Department of Radiology, Guangzhou First People's Hospital, Guangzhou Medical University, Guangzhou 510180, China.
Sun Yat-sen University, Guangzhou, China.
Biomed Res Int. 2020 Sep 23;2020:9258649. doi: 10.1155/2020/9258649. eCollection 2020.
Methylation of the O-methylguanine methyltransferase (MGMT) gene promoter is correlated with the effectiveness of the current standard of care in glioblastoma patients. In this study, a deep learning pipeline is designed for automatic prediction of MGMT status in 87 glioblastoma patients with contrast-enhanced T1W images and 66 with fluid-attenuated inversion recovery(FLAIR) images. The end-to-end pipeline completes both tumor segmentation and status classification. The better tumor segmentation performance comes from FLAIR images (Dice score, 0.897 ± 0.007) compared to contrast-enhanced T1WI (Dice score, 0.828 ± 0.108), and the better status prediction is also from the FLAIR images (accuracy, 0.827 ± 0.056; recall, 0.852 ± 0.080; precision, 0.821 ± 0.022; and score, 0.836 ± 0.072). This proposed pipeline not only saves the time in tumor annotation and avoids interrater variability in glioma segmentation but also achieves good prediction of MGMT methylation status. It would help find molecular biomarkers from routine medical images and further facilitate treatment planning.
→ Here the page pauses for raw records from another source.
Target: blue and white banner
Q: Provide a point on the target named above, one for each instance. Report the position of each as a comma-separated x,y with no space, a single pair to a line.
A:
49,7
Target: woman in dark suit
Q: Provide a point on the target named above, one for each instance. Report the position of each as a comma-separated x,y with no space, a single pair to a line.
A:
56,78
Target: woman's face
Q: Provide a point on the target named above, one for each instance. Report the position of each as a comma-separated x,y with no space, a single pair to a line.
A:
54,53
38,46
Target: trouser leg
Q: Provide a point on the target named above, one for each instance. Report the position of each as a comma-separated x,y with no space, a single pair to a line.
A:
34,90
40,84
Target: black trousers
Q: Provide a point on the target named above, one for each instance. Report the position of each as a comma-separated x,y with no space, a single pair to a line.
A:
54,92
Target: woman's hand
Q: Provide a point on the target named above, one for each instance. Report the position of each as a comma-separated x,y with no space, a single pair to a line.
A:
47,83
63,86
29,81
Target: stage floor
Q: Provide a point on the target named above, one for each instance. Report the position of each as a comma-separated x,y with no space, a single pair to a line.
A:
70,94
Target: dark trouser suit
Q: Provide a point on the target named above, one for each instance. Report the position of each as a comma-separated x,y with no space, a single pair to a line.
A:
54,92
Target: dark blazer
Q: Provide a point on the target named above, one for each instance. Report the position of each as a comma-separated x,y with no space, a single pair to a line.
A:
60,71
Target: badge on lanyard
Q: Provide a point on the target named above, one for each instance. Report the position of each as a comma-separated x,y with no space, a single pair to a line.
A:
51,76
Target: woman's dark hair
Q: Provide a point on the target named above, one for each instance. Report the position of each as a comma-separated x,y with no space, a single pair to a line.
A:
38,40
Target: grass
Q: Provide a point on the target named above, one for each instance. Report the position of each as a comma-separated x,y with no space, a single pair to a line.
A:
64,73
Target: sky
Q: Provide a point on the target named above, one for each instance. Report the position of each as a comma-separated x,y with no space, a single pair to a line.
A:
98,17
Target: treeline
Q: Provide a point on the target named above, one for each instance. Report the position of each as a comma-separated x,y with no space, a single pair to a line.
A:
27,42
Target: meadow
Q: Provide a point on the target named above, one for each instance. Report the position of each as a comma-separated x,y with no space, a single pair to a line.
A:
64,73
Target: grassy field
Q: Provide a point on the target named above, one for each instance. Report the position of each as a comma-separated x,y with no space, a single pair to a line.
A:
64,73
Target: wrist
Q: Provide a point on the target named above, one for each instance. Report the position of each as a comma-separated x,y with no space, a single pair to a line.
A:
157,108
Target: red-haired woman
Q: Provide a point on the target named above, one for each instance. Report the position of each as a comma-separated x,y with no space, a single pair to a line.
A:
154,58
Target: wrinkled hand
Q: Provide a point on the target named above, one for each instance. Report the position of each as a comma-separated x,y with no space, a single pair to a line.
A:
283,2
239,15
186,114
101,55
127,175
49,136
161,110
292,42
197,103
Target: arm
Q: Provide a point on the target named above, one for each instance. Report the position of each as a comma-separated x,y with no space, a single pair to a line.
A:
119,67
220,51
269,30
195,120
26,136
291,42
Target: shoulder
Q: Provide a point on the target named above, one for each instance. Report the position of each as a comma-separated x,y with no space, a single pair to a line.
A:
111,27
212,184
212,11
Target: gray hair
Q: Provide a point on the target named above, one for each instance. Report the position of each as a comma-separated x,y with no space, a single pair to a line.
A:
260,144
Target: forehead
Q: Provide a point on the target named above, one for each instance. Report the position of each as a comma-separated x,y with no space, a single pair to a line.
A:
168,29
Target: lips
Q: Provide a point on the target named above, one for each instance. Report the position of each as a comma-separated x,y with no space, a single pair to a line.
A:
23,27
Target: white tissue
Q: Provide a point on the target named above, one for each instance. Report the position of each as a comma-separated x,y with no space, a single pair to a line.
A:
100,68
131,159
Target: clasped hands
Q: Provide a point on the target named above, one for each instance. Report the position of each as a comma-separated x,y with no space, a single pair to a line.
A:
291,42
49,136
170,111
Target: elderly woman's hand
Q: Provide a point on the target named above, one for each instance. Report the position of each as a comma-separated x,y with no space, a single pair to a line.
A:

甲基鸟嘌呤-DNA-甲基转移酶(MGMT)基因启动子的甲基化与胶质母细胞瘤患者当前标准治疗的效果相关。在这项研究中,设计了一个深度学习管道,用于自动预测 87 例增强 T1W 图像和 66 例液体衰减反转恢复(FLAIR)图像的胶质母细胞瘤患者的 MGMT 状态。该端到端管道完成肿瘤分割和状态分类。FLAIR 图像的肿瘤分割性能更好(Dice 评分,0.897 ± 0.007),优于增强 T1WI(Dice 评分,0.828 ± 0.108),FLAIR 图像的状态预测也更好(准确性,0.827 ± 0.056;召回率,0.852 ± 0.080;精度,0.821 ± 0.022;和 F1 评分,0.836 ± 0.072)。该提出的管道不仅节省了肿瘤注释的时间,避免了胶质瘤分割中的评分者间变异性,而且还实现了 MGMT 甲基化状态的良好预测。它将有助于从常规医学图像中找到分子生物标志物,并进一步促进治疗计划。